从 Python Popen 进程获取输出文件?

发布于 2024-10-30 18:34:54 字数 717 浏览 1 评论 0原文

我编写了一个 python 程序来与已编译的程序(称为 ProgramX)交互,该程序有一些难以处理的特性。我需要通过我的 python 程序向 ProgramX 提供数千个输入文件。我想做的是获取 ProgramX 每次运行时创建的输出文件,并将其重命名为合理的名称,例如 inputfilename.output。

问题出在由 ProgramX 编写的输出文件中——它是通过一种不可预测的方法命名的,如果输出文件已经存在,该方法将写入并“无情地覆盖”输出文件(大多数情况下都是这种情况) 。节省的恩典可能来自于输出文件有一个标准前缀:想想 ProgramX.notQuiteRandomNumber。

我唯一能想到的就是在我的 bash shell 中做这样的事情:

PROGRAMXOUTPUT=$(ls -ltr ProgramX* | tail -n -1 | awk '{print $8}')
mv $PROGRAMXOUTPUT input.output

它可以完成我需要的 90%,但在我将所有 bash 编程为一系列 Popen 语句之前,是否有更好的方法来做到这一点?这个问题感觉人们可能有比我想象的更好的解决方案。

旁注:我可以毫无问题地获取程序的标准输出,但这是我需要获取的输出文件。

奖励:我计划在同一目录中运行程序的一堆实例,所以我上面的天真的方法可能会开始出现不可预见的问题。因此,也许有一些奇特的东西可以监视 ProgramX 的 PID 并跟踪其输出。

I have written a python program to interface with a compiled program (call it ProgramX) that has some idiosyncrasies that are proving difficult to deal with. I need to feed many thousands of input files to ProgramX via my python program. What I would like to do is to grab the output file that ProgramX creates with each run, and rename it something sensible, like inputfilename.output.

The problem comes in the output file that is written by ProgramX -- it is named via an unpredictable method, which will write, and "mercilessly overwrite", the output file if it already exists (which is the case the majority of the time). The saving grace probably comes with the fact that there is a standard prefix to the output files: think ProgramX.notQuiteRandomNumber.

The only think I can think to do is something like this in my bash shell:

PROGRAMXOUTPUT=$(ls -ltr ProgramX* | tail -n -1 | awk '{print $8}')
mv $PROGRAMXOUTPUT input.output

Which does 90% of what I need, but before I program all that bash into a series of Popen statements, is there a better way to do this? This problem feels like something people might have a much better solution than what I'm thinking.

Sidenote: I can grab the program's standard output without problems, however it's the output file that I need to grab.

Bonus: I was planning on running a bunch of instantiations of the program in the same directory, so my naive approach above may start to have unforeseen problems. So perhaps something fancy that watches the PID of ProgramX and follows its output.

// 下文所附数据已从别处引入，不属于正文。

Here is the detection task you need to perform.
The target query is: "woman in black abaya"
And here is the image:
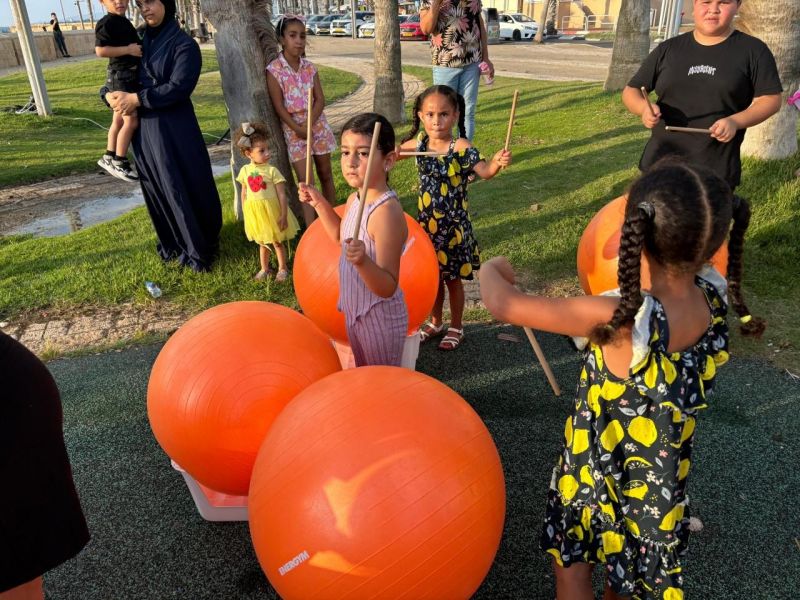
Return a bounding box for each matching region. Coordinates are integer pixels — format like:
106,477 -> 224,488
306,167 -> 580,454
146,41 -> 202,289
105,0 -> 222,271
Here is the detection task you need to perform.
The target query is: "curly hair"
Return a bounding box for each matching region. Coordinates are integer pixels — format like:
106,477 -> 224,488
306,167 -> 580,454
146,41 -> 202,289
400,85 -> 467,144
233,122 -> 269,156
589,159 -> 764,345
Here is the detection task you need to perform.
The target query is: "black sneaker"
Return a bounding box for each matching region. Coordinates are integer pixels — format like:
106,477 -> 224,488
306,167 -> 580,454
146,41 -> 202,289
97,154 -> 117,177
111,160 -> 139,182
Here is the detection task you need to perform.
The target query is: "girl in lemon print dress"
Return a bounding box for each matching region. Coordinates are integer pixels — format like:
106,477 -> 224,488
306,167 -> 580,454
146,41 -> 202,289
399,85 -> 511,350
481,161 -> 764,600
238,123 -> 300,282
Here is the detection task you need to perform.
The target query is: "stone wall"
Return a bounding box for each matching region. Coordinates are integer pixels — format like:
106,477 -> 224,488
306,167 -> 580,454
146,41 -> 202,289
0,31 -> 94,69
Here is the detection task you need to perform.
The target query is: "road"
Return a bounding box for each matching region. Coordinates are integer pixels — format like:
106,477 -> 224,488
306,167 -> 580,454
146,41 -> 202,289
307,36 -> 611,81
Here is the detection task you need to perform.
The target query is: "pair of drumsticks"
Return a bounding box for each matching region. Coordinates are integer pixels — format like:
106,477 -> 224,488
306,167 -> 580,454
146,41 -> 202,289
639,86 -> 711,135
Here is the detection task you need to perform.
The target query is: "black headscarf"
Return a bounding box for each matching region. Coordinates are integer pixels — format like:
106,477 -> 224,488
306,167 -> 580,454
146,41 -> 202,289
147,0 -> 176,39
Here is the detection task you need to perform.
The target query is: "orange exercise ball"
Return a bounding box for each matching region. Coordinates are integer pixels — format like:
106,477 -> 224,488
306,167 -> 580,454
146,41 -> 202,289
578,196 -> 728,295
292,204 -> 439,343
248,367 -> 505,600
147,302 -> 341,496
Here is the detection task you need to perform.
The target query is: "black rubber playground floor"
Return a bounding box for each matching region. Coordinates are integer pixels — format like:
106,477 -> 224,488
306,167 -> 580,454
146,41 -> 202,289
45,325 -> 800,600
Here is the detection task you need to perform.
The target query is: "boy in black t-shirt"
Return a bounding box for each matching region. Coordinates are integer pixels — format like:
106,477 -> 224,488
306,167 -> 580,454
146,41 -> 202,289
622,0 -> 783,188
94,0 -> 142,181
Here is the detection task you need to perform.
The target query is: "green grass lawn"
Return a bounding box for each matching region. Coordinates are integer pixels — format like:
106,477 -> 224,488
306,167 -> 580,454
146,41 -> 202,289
0,62 -> 800,372
0,50 -> 361,187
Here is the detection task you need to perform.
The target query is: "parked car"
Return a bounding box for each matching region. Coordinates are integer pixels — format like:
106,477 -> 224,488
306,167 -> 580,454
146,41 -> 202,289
314,15 -> 342,35
498,13 -> 539,42
400,15 -> 428,41
358,15 -> 413,38
306,15 -> 326,35
331,11 -> 375,36
358,15 -> 413,38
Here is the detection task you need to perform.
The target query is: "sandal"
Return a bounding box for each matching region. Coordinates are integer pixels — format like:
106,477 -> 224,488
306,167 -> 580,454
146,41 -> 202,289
419,321 -> 444,342
439,327 -> 464,352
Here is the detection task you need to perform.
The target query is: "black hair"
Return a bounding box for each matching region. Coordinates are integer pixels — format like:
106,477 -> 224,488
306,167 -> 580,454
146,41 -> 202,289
275,16 -> 306,38
589,159 -> 764,345
400,85 -> 467,144
233,122 -> 269,156
342,113 -> 395,156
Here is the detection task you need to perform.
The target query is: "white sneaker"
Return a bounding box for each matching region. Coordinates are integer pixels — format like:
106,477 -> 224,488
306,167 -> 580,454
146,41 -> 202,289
111,160 -> 139,182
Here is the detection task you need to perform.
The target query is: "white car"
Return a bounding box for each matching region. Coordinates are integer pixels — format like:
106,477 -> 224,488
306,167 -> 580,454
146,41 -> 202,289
358,15 -> 411,38
331,11 -> 375,36
497,13 -> 539,42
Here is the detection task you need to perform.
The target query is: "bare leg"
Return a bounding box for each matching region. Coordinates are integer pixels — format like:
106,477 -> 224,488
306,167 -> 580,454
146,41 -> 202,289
447,279 -> 464,329
553,561 -> 594,600
431,279 -> 444,327
292,160 -> 317,227
274,242 -> 289,271
106,112 -> 124,152
0,577 -> 44,600
116,114 -> 139,157
258,246 -> 271,273
314,154 -> 336,205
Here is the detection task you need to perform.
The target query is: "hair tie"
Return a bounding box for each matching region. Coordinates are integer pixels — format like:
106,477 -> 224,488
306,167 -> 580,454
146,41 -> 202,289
236,121 -> 256,148
636,201 -> 656,221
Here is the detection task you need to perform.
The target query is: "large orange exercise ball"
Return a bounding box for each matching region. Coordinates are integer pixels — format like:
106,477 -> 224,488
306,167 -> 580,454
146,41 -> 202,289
578,196 -> 728,294
292,204 -> 439,343
147,302 -> 341,496
248,367 -> 505,600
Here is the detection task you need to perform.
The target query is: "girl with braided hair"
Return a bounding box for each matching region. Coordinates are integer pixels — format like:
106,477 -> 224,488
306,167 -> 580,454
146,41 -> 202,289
481,162 -> 764,600
399,85 -> 511,350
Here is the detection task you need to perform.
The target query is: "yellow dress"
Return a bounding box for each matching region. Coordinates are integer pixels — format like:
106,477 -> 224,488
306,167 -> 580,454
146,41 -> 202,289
236,162 -> 300,246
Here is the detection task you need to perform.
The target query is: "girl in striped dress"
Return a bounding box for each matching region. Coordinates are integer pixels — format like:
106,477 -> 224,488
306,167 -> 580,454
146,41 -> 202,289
300,113 -> 408,367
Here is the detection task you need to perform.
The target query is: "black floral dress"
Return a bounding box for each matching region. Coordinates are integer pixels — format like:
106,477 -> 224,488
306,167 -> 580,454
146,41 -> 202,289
541,269 -> 728,600
417,134 -> 484,281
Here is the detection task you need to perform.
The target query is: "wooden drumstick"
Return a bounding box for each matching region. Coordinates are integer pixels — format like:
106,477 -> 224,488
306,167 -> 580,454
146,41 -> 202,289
503,90 -> 519,150
353,121 -> 381,240
306,85 -> 314,185
664,125 -> 711,135
523,327 -> 561,396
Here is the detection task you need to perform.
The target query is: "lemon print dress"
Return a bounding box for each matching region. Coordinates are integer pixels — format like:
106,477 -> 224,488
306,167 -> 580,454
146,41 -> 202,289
541,268 -> 728,600
417,134 -> 484,281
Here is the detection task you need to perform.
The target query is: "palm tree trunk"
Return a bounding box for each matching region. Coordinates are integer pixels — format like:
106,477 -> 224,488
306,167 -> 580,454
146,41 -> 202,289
737,0 -> 800,160
372,0 -> 405,123
202,0 -> 301,218
603,0 -> 650,92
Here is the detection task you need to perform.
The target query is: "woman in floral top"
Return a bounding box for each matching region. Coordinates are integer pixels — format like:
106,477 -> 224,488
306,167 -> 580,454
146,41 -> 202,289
419,0 -> 494,141
481,161 -> 764,600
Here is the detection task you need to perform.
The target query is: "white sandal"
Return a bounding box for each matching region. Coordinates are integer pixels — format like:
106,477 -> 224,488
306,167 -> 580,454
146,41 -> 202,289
439,327 -> 464,352
419,321 -> 444,342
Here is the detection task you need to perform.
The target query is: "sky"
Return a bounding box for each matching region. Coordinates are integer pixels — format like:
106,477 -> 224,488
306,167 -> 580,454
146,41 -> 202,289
0,0 -> 106,28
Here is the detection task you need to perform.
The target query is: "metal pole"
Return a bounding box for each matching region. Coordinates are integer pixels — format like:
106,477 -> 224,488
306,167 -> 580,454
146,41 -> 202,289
11,0 -> 53,117
75,0 -> 86,29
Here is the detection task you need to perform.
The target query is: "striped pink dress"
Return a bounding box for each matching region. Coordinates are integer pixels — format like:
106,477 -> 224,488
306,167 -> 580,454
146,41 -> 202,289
337,190 -> 408,367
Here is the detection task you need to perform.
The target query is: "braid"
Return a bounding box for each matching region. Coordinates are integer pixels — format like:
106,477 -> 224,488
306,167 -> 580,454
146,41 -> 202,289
455,92 -> 467,138
589,201 -> 652,346
728,196 -> 767,337
400,94 -> 424,144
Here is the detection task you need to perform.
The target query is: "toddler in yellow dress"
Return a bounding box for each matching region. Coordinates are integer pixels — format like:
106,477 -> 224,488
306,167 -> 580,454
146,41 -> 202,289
234,123 -> 300,281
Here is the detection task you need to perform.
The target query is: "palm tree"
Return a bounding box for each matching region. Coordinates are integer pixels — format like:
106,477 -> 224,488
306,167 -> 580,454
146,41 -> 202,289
202,0 -> 300,217
372,0 -> 406,123
533,0 -> 558,44
603,0 -> 648,92
736,0 -> 800,160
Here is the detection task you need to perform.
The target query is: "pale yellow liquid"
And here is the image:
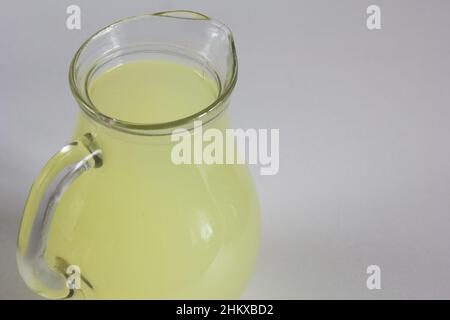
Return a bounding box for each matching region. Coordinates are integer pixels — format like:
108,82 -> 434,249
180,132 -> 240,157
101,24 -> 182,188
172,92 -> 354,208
19,61 -> 260,299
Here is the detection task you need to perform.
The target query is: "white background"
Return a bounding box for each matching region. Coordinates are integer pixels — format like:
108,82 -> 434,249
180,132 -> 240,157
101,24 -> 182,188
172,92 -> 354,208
0,0 -> 450,299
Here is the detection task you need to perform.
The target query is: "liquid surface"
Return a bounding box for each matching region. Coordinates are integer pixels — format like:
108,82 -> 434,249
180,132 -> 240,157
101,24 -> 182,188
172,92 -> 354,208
18,61 -> 260,299
89,60 -> 218,123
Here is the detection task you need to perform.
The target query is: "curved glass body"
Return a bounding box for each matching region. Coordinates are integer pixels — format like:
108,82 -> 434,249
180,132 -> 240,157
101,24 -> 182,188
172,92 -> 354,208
17,12 -> 260,299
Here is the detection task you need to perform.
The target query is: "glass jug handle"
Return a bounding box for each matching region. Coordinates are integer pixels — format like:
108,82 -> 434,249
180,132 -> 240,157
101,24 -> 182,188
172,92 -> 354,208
18,134 -> 102,298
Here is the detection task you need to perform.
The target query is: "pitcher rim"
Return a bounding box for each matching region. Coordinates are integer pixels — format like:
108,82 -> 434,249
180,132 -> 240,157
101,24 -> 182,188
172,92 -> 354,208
69,10 -> 238,136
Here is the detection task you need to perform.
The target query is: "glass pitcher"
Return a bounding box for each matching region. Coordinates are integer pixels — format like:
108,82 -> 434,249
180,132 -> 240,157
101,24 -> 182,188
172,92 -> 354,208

如果你对这篇内容有疑问,欢迎到本站社区发帖提问 参与讨论,获取更多帮助,或者扫码二维码加入 Web 技术交流群。

扫码二维码加入Web技术交流群

发布评论

需要 登录 才能够评论, 你可以免费 注册 一个本站的账号。

评论(3

演多会厌 2024-11-06 18:34:54

要执行上面的 shell 脚本的操作,假设当前目录中只有一个 ProgramX*

import glob, os

programxoutput = glob.glob('ProgramX*')[0]
os.rename(programxoutput, 'input.output')

如果您需要按时间等排序,也有一些方法可以做到这一点(请参阅在 os.stat 中),但如果您要同时运行 ProgramX 的多个副本,则使用最近的修改日期会导致严重的竞争条件。

我建议您为 ProgramX 的每次运行创建并更改为一个新的(可能是临时的)目录,这样运行就不可能相互干扰。 tempfile 模块可以帮助解决这个问题。

To do what your shell script above does, assuming you've only got one ProgramX* in the current directory:

import glob, os

programxoutput = glob.glob('ProgramX*')[0]
os.rename(programxoutput, 'input.output')

If you need to sort by time, etc., there are ways to do that too (look at os.stat), but using the most recent modification date is a recipe for nasty race conditions if you'll be running multiple copies of ProgramX concurrently.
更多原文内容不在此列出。